Recruit Giant

Recruitment was never the plan for RecruitGiant CEO Tomas Mikalauskas. It all began in the UK when he himself, a Lithuanian national, was looking for employment in London. He saw that there was a need for third-country nationals to find work, as well as employers to find potential employees. His company began bringing in workers from Latvia and Poland before they became part of the EU in 2004. The savvy CEO then began bringing in trained employees from Ukraine, India, and Nepal. 

Tomas admits that the journey to set up RecruitGiant in Malta has been an arduous one and the pandemic hasn’t helped. He has faced stonewalling from various governing bodies for bringing non-Maltese workers to the island who might be taking up jobs from locals. “I’ve been in Malta for ten years but in general, I’ve found setting up here as a foreigner very hard. For the first couple of years, no one liked our non-EU workers, such as the Indian and Nepalese. However, in the last two years, they’ve had no option. The employers either take work from somebody or nobody is going to do the job. Before, most Maltese employers would refuse an Indian worker, even if they were overqualified and educated. Now they don’t care, and they realise the quality of the workers is actually quite high.” 

Tomas prides RecruitGiant on the insurance that the standard of their workers is high. Various programs have been set into place to increase the value of the candidates that they can offer. Tomas says, For our workers from India, we set up a training ground in Lithuania to prepare them so that they understand the mentality of Europeans, as well as the way of living and working. When they come to Malta, they have an idea of where to start at least and it helps them find jobs.”

Malta is not a forever home for many of the foreign workers brought in by RecruitGiant. Tomas ascertains that the workers gain experience and training in Malta before moving on to other countries, such as Sweden or Norway. Another circumstance is that they gain the work experience in Malta before going back to their own country to get a better job. 

When reflecting on RecruitGiant’s major developmental triumphs over the course of the past few years, Tomas says, “The whole process of growth has been a key moment. I’m still working in the UK and there are 2,500 people working for us. The idea with Malta was to use UK trained people. When the UK started closing their borders, we were trying to move people from the UK to Malta, but it’s been very challenging as we had to work with government institutions, which was extremely problematic in the beginning.”

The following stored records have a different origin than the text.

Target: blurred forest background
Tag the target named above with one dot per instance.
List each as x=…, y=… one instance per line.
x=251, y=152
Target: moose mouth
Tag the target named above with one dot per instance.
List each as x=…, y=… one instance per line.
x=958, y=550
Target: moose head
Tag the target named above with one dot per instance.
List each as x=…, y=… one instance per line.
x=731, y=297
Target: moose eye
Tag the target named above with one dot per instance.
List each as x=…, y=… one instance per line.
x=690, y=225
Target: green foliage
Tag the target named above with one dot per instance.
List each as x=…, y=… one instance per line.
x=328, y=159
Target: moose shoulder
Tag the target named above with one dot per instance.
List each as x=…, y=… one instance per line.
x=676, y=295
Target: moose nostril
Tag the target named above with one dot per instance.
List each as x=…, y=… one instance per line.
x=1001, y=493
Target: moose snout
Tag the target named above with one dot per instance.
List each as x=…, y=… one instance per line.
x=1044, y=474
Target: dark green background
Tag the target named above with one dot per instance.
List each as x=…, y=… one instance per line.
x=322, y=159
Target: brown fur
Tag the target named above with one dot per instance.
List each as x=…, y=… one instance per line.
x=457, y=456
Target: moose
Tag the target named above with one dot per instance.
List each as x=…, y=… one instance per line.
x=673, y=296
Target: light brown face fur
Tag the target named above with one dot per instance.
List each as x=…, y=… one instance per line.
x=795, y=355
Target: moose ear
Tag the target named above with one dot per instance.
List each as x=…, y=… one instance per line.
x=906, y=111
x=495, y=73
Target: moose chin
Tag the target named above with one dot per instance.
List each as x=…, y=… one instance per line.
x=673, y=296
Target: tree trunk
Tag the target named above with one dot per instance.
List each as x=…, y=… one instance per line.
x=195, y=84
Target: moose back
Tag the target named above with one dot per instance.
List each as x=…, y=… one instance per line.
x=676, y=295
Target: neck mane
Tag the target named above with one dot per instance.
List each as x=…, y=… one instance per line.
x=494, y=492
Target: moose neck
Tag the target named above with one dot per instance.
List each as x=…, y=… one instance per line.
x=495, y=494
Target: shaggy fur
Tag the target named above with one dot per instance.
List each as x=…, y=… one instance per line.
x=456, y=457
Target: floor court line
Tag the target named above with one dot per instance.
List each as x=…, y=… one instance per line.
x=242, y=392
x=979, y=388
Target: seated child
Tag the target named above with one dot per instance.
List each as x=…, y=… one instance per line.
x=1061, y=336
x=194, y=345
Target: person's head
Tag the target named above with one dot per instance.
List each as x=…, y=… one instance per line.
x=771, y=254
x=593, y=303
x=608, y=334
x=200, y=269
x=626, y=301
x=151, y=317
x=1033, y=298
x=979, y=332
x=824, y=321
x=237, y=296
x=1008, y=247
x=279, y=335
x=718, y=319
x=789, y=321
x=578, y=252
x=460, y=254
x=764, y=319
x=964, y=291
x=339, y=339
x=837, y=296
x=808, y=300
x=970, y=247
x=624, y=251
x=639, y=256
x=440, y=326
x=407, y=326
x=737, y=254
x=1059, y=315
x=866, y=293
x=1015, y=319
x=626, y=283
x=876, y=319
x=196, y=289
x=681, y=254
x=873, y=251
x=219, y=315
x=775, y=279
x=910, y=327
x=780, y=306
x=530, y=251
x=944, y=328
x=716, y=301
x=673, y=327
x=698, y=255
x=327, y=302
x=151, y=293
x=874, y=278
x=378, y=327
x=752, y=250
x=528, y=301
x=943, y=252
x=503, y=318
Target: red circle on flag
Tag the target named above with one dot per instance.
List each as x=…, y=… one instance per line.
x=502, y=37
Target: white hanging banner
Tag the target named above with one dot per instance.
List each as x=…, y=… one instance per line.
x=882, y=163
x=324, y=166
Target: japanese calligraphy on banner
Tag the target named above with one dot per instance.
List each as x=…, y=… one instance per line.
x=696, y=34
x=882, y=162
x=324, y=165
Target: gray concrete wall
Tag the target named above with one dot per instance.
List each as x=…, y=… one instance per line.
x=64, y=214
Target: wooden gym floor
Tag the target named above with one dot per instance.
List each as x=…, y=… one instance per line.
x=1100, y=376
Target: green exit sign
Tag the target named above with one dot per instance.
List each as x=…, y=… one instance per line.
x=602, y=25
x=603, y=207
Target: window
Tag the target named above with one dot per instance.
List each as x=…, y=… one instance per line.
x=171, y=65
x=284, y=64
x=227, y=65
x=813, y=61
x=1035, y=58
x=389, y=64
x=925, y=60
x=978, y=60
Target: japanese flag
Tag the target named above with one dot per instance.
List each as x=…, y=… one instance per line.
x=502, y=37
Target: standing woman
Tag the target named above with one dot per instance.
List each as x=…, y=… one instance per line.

Tomas describes his typically long workday as beginning at six in the morning and ending at around ten in the evening. He explains, “We need to have support for our people who work on the road until ten or 11 at night, helping with any questions they might have. Plus, we’re dealing with time differences of four to five hours. I don’t really have time for any hobbies or anything of the like, but I just cannot leave the business until the structure is fully set up and we know the direction we are going in. I’m always waiting for what’s going to happen tomorrow and we need to be ready to adjust. So right now, my personal life is non-existent. At Christmas, I might go and see my parents, but that’s it.”

The recruitment landscape in Malta has changed since RecruitGiant was originally set up. “It changed when we began to gain recognition and acceptance in Malta. I have some huge clients who would use us four to five years ago, but then chose different companies. Now they’re coming back to me because we have proven ourselves in providing quality candidates.”  

In some ways, the pandemic actually helped RecruitGiant grow the business. Tomas admits, “When the whole world moved to online working, we still physically saw people daily. Even now, our management team are a lot more exposed to the risks of COVID infections than others who choose to limit everything to online. We were and still are meeting loads of people all the time, but we choose to stay here and be available for them anytime they need us. This includes workers from all sectors – from construction and manufacturing to hotel cleaners and IT technicians, to name a few.”

As with almost every sector, 2021 wasn’t the year RecruitGiant expected. “We had an issue at the beginning of the pandemic when the country began to close and people were laid off.  Construction companies, restaurants, everything closed and hundreds of our people were left jobless. But then, we managed to move our personnel over to the delivery business. It happened almost overnight. Hundreds of restaurants were closed, and we had people without a job, so the decision was taken to invest in the delivery business and at least keep people working.”

Tomas’ approach to running RecruitGiant is extremely hands-on. “I am there for my staff – I am a friend to them,” he says. “Anybody can call me at any time, night or day. They have families calling me, they have friends. I don’t feel that I am superior to them.”

While Tomas’ approach as a CEO did not change over the pandemic period, there were surprises which the company faced, one of the biggest being complete border closures. He admits, “This we didn’t expect. It meant that we had to shift our business and rethink our strategy. Where would we get employees? Since we were unable to get non-EU workers at the time, we looked at EU workers and we moved our resources to look into Lithuania and Poland.”

It doesn’t sound as though things will be slowing down in 2022 for RecruitGiant. While Omicron might force a re-think, the plan is huge growth and expansion into Africa and Europe for the year ahead. The biggest lesson Tomas has taken away from the pandemic is simply, to keep going.